Atheists Get Something to Believe In at TCU
It sounds like it could be a lame joke: A group of atheists walk onto a predominantly conservative Christian campus. A students affairs administrator says, “I can’t believe this.”
Believe it or not, it’s no joke. There is a new group for atheists at Texas Christian University.
TCU’s Secular Student Alliance was formed by Alexis Lohse because the 32-year-old transfer student from Tarrant County College said she wanted to create an environment where non-believers can explore their spirituality and openly discuss their faith (or lack thereof) in a comfortable setting.
“I saw that there wasn’t any support system for students who don’t have a particular faith,” said Lohse, an Austin native, who moved to Fort Worth four years ago. “And that’s in stark contrast to the vast number of religiously affiliated organizations available to students. So I thought it might be a good group to set up.”
Though the group isn’t quite official yet (Lohse said there are one or two bits or paperwork to file), it has already met a couple of times and the meetings have been well-attended. The secular students will be classified, somewhat ironically, as a “religious and spiritual life” organization by the Office of Student Organizations. Lohse also plans for the group to be an affiliate of the national group Secular Student Alliance.
Some of the Alliance’s campus affiliates have been accused by critics as being militant in the way they have promoted their organizations.

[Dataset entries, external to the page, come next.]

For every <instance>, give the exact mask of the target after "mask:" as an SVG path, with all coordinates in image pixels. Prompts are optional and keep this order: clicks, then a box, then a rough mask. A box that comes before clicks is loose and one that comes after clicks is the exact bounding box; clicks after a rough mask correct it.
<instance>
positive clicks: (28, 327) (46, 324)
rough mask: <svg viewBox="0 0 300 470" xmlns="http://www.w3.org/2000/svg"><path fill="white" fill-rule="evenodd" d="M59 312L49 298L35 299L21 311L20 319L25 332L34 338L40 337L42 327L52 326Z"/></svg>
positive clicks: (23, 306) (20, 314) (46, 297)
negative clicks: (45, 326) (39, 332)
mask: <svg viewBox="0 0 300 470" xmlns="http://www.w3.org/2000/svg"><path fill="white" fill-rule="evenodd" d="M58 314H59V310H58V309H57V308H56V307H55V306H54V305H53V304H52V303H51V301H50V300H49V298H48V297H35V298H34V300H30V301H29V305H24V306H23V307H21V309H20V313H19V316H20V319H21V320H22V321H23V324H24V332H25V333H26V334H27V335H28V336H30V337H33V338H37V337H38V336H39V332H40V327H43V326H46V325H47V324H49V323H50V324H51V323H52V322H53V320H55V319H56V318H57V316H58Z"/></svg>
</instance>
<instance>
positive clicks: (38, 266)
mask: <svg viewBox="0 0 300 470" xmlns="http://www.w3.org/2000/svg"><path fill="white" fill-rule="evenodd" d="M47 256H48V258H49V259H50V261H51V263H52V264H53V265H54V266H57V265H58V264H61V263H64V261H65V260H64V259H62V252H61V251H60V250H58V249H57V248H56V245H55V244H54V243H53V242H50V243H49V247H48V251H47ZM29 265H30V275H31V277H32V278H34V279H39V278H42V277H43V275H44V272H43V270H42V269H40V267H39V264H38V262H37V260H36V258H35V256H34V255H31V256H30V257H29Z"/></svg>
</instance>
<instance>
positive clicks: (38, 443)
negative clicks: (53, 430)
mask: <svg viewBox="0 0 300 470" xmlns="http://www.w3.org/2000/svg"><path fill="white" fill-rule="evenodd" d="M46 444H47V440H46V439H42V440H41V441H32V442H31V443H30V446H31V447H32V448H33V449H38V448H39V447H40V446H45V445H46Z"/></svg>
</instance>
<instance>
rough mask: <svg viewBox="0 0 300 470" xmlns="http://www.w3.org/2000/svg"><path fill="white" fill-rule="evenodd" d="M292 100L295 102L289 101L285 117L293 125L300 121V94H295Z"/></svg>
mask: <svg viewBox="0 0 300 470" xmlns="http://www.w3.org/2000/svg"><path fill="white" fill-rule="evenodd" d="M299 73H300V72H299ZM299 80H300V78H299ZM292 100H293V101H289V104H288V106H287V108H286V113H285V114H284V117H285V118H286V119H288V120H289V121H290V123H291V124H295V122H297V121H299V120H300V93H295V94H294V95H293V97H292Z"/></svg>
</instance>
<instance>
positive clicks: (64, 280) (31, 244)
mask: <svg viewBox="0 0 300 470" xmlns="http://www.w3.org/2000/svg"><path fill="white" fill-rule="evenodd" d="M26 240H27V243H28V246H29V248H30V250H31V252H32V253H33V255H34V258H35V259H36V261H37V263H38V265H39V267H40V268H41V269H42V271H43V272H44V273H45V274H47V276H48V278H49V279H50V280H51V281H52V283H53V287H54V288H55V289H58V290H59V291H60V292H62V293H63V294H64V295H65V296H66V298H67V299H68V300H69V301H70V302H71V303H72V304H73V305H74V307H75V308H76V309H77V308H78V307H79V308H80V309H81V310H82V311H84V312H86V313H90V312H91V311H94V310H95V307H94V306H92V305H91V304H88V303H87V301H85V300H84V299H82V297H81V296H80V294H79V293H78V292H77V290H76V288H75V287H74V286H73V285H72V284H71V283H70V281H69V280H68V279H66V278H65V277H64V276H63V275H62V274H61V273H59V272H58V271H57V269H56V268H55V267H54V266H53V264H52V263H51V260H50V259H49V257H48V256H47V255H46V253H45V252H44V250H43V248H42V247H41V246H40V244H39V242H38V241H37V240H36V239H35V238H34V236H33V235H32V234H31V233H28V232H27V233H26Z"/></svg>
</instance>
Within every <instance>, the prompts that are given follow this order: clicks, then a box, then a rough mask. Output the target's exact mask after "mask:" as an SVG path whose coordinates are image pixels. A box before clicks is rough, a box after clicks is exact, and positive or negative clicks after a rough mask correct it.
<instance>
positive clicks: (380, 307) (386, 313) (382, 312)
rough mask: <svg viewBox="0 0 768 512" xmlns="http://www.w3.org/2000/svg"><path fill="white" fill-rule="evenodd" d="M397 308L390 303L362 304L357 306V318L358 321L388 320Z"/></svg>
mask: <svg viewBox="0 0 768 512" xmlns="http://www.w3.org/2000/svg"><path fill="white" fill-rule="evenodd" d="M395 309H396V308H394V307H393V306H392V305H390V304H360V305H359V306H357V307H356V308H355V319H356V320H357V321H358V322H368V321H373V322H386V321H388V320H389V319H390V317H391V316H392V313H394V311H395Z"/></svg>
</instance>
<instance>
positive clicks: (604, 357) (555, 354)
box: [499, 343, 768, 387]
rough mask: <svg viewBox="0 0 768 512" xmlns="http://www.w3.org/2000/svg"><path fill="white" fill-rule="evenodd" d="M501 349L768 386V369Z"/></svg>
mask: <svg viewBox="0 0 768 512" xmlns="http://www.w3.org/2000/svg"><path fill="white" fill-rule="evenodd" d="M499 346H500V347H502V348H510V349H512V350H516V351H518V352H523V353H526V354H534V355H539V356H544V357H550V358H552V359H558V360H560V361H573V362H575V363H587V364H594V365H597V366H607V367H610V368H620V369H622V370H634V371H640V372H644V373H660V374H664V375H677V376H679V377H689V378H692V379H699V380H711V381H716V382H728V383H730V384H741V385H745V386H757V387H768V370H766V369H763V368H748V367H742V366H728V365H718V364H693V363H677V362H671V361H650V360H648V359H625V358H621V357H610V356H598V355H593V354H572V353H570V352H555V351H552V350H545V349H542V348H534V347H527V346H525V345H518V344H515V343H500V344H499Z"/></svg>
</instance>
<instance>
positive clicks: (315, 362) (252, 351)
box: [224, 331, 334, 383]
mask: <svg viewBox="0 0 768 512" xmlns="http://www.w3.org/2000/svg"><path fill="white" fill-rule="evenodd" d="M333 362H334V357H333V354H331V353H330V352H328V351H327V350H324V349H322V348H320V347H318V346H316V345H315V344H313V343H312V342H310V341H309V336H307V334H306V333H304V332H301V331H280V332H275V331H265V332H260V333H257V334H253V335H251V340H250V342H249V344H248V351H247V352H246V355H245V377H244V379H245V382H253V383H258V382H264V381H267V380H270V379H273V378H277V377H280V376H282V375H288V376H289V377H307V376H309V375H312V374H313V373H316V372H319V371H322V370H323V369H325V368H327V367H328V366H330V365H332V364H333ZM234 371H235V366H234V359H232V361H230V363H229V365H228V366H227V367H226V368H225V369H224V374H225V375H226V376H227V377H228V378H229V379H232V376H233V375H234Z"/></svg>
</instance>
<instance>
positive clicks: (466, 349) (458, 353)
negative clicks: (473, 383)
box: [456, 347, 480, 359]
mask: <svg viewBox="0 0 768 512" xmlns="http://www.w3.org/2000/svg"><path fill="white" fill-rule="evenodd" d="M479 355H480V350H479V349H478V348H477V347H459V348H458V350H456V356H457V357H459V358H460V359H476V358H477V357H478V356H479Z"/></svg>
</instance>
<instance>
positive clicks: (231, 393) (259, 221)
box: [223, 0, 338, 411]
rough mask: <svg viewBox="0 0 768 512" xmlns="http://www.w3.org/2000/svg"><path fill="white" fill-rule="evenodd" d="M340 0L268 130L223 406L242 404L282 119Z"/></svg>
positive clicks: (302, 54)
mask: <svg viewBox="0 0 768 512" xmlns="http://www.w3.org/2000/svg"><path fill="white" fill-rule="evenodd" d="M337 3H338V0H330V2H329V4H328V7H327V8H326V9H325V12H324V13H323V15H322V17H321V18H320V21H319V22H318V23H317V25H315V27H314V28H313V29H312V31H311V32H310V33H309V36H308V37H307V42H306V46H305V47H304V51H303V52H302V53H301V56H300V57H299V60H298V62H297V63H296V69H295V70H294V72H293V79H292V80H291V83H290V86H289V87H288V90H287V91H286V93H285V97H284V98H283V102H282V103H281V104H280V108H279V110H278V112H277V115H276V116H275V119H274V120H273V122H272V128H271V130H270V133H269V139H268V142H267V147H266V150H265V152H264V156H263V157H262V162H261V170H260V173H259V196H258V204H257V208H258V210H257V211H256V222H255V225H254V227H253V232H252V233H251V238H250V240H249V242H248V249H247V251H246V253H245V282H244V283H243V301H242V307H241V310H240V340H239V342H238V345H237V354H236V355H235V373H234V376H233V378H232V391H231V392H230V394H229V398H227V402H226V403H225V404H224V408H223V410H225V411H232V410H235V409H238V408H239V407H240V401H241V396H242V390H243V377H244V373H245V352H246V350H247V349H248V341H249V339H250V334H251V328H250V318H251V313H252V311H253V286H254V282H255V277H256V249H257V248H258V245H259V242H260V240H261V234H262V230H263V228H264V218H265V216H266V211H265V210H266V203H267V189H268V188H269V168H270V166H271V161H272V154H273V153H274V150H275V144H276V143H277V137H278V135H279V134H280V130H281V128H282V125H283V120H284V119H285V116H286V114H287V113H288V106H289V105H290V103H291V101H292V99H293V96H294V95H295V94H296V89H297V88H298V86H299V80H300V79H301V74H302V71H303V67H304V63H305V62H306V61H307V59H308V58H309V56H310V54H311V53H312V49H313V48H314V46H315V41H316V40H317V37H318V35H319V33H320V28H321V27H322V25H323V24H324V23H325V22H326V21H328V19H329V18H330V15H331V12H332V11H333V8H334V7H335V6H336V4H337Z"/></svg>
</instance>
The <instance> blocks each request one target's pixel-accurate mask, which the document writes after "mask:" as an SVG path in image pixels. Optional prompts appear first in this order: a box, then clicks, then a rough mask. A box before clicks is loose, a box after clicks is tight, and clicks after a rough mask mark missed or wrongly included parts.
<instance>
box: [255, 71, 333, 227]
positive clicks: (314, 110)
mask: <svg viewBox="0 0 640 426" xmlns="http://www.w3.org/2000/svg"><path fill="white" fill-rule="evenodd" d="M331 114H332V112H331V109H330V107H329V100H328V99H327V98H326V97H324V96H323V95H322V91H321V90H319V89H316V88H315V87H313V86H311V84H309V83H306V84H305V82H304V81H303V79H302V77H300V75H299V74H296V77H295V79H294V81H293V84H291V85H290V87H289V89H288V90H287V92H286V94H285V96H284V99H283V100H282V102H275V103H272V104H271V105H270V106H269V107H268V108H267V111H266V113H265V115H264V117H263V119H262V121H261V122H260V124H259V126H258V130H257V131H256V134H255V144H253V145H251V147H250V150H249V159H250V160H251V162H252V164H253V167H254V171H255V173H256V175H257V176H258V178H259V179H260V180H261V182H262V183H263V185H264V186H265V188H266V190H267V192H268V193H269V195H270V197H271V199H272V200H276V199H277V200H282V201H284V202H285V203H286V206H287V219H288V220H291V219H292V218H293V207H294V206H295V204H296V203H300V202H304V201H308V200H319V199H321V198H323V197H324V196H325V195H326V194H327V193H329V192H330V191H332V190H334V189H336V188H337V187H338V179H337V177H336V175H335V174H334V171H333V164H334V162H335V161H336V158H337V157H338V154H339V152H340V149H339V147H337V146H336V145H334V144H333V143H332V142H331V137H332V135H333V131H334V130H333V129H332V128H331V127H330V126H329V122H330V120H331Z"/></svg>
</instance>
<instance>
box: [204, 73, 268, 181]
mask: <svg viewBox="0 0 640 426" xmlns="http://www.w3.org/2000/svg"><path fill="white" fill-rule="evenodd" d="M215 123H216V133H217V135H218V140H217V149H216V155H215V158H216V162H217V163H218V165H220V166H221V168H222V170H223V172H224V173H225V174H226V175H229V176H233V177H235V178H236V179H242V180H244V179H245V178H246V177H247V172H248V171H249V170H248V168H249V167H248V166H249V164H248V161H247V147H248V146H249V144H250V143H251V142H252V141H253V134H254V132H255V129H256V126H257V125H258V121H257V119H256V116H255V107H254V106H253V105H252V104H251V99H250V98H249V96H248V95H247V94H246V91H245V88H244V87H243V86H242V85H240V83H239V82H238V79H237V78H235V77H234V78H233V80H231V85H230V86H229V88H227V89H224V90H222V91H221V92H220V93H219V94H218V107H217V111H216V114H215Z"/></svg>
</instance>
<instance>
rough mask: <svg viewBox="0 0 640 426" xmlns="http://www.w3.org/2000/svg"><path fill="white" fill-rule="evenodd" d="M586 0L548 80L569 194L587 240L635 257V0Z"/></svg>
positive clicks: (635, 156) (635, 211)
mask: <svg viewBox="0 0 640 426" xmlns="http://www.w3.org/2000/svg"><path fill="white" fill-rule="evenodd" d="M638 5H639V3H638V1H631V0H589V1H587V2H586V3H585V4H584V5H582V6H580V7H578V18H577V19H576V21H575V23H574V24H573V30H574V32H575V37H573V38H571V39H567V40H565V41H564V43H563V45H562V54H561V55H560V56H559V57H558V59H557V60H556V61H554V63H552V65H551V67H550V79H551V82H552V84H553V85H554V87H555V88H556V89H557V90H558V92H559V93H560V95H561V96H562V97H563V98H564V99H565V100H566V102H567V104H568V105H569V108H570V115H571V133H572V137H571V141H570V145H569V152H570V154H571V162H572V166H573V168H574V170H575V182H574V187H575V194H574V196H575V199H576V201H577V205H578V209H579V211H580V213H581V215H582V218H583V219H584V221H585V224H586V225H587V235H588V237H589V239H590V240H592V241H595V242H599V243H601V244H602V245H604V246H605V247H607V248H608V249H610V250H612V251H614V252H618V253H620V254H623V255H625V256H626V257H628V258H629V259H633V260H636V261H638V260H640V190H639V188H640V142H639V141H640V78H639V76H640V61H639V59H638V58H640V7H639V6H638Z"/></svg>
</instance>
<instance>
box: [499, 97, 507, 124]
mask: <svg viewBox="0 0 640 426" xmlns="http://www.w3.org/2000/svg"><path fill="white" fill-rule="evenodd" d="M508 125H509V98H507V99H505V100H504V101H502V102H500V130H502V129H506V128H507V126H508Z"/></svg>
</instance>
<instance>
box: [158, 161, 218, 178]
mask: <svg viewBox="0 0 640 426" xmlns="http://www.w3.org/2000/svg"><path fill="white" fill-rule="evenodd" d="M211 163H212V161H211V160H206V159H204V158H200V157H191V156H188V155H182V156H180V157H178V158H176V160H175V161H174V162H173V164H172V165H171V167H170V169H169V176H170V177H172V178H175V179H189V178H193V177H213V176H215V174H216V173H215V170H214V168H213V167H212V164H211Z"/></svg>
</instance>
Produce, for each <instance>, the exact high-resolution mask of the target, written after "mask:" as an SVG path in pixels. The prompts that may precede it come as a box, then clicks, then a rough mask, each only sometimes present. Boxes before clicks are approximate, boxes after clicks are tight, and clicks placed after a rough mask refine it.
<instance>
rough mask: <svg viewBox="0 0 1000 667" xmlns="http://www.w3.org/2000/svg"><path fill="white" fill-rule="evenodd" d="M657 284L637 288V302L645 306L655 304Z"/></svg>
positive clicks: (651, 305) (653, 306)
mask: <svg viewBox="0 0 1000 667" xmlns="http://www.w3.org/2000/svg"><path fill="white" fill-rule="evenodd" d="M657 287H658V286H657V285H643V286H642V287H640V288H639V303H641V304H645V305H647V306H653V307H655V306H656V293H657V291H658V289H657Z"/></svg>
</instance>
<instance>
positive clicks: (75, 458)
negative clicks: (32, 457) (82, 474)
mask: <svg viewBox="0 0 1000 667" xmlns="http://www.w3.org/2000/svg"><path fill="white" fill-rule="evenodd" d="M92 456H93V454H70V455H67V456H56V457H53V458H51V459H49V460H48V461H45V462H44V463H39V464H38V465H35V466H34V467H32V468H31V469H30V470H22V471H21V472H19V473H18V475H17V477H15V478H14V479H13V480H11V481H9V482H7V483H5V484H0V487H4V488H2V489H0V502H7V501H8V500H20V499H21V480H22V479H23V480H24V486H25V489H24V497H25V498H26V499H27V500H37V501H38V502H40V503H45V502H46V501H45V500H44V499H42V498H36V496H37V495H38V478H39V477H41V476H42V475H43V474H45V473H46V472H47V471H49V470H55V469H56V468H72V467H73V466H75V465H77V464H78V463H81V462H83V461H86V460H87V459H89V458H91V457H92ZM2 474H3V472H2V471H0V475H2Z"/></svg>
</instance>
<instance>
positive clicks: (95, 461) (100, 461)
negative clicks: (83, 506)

Students at Northwestern University and a few other affiliates participated in “Everyone Draw Muhammad Day” on their campuses, in which students drew pictures of the Prophet Muhammad in chalk to protest Comedy Central’s censorship of South Park’s image of the Muslim prophet.
Lohse said her newly-formed group will not be so attention-seeking.
“We aren’t here as missionaries for the atheist movement,” she said. “We’re here to create a safe space for people who either already have these viewpoints or people who are developing their views on spirituality.
“We’re hoping to have people who are questioning [their faith], that just don’t know yet, that want to see what we have to offer,” she continued.
Lohse said the organization’s reception from the administration has been warm, but she does anticipate some kind of backlash from students.
“We’re not going to have to do very much to irritate people,” she said.